[Biojava-l] calculating properties of SymbolLists
Matthew Pocock
mrp@sanger.ac.uk
Mon, 15 May 2000 15:01:37 +0100
Gerald,
Gerald Loeffler wrote:
> Matthew Pocock wrote:
> >
> > Dear Gerald,
> >
> > Gerald Loeffler wrote:
> >
<snip/>
>
> > > public interface SymbolListPropertyCalculator {
> > > /**
> > > * calculate a property of the given symbol list and return it as an
> > > Object.
> > > * @param sl the symbol list whose property should be calculate (may
> > > not be null otherwise an
> > > * IllegalArgumentException is thrown)
> > > * @return the calculated property. Never returns null.
> > > * @exception BioException if calculating the property was not
> > > possible due to mis-usage of the
> > > * method, e.g. because the implementation
> > > requires that the symbol list
> > > * be over a specific Alphabet but sl does not
> > > fulfill this precondition.
> > > */
> > > Object calculateProperty(SymbolList sl) throws BioException;
> > > }
> > >
> >
> > Under what circumstances would you return something that needed to be an
> > Object? The properties that you have outlined are both double values. If
> > this interface is to be usefull for things like GUIs or configuration
> > scripts, then mabey:
> >
> > @throws IllegalAlphabetException if sl is over the wrong alphabet for this
> > metric
> > @throws BioException if for any reason the metric could not be calculated
> > double calculateProperty(SymbolList sl) throws IllegalAlphabetException,
> > BioException
> >
> > would be more apropreate.
>
> I had in mind that there are probably many properties of a sequence that
> are of a more complex nature and could hence not be represented as a
> simple floating point value, e.g. amino acid distribution (symbol
> distribution), hydrophobicity plot (as a function of symbol position),
> secondary structure class of the whole protein (with only 3 or 4 allowed
> values), ... the question is whether it makes sense to provide one
> interface to deal with all of these different kinds of properties...
>
There are two issues here - an interface for returning per-sequence info., and an
interface for representing position-dependant info., which I think we already have
(SymbolList and Alignment).
1) AA distribution can be cleanly represented by using the current EmissionState
objects in org.biojava.bio.dp although calculating the counts from a single
sequence could be wrapped up inside a static helper method.

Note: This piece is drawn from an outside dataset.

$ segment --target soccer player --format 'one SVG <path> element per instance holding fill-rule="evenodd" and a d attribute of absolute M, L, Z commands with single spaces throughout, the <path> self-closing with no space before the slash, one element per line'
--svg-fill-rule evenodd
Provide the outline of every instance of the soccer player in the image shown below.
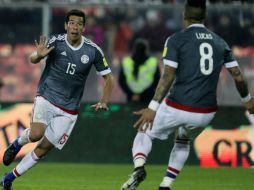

2) Hydrophobicity is, as you say, a function of the symbol at a given position.
Use the 'TranslatedSymbolList', 'TranslationTable' and 'DoubleAlphabet' (all in
org.biojava.symbol) to build this functionality. Your particular TranslationTable
object will return the hydrophobicity for each amin-acid, and the
TranslatedSymbolList will allow you to view an underlying protein sequence as a
serise of DoulbeResidue objects representing the hydrophobicity plot. The
particular translation table for 'hydrophobicity' could be made a public recourse
in ProteinTools.
3) Secondary structure can be represented as a SymbolList over a small alphabet of
secondary-structre-elements (nothing, alpha, beta, coil etc.). We should add this
as a standard alphabet. To tie a sequence and its secondary structure together,
create an Alighment object containing the two items.
>
> >
> > >
> > > The one could add implementations like
> > >
> > > MolecularWeightCalculator (returns the MW in kD as a Double)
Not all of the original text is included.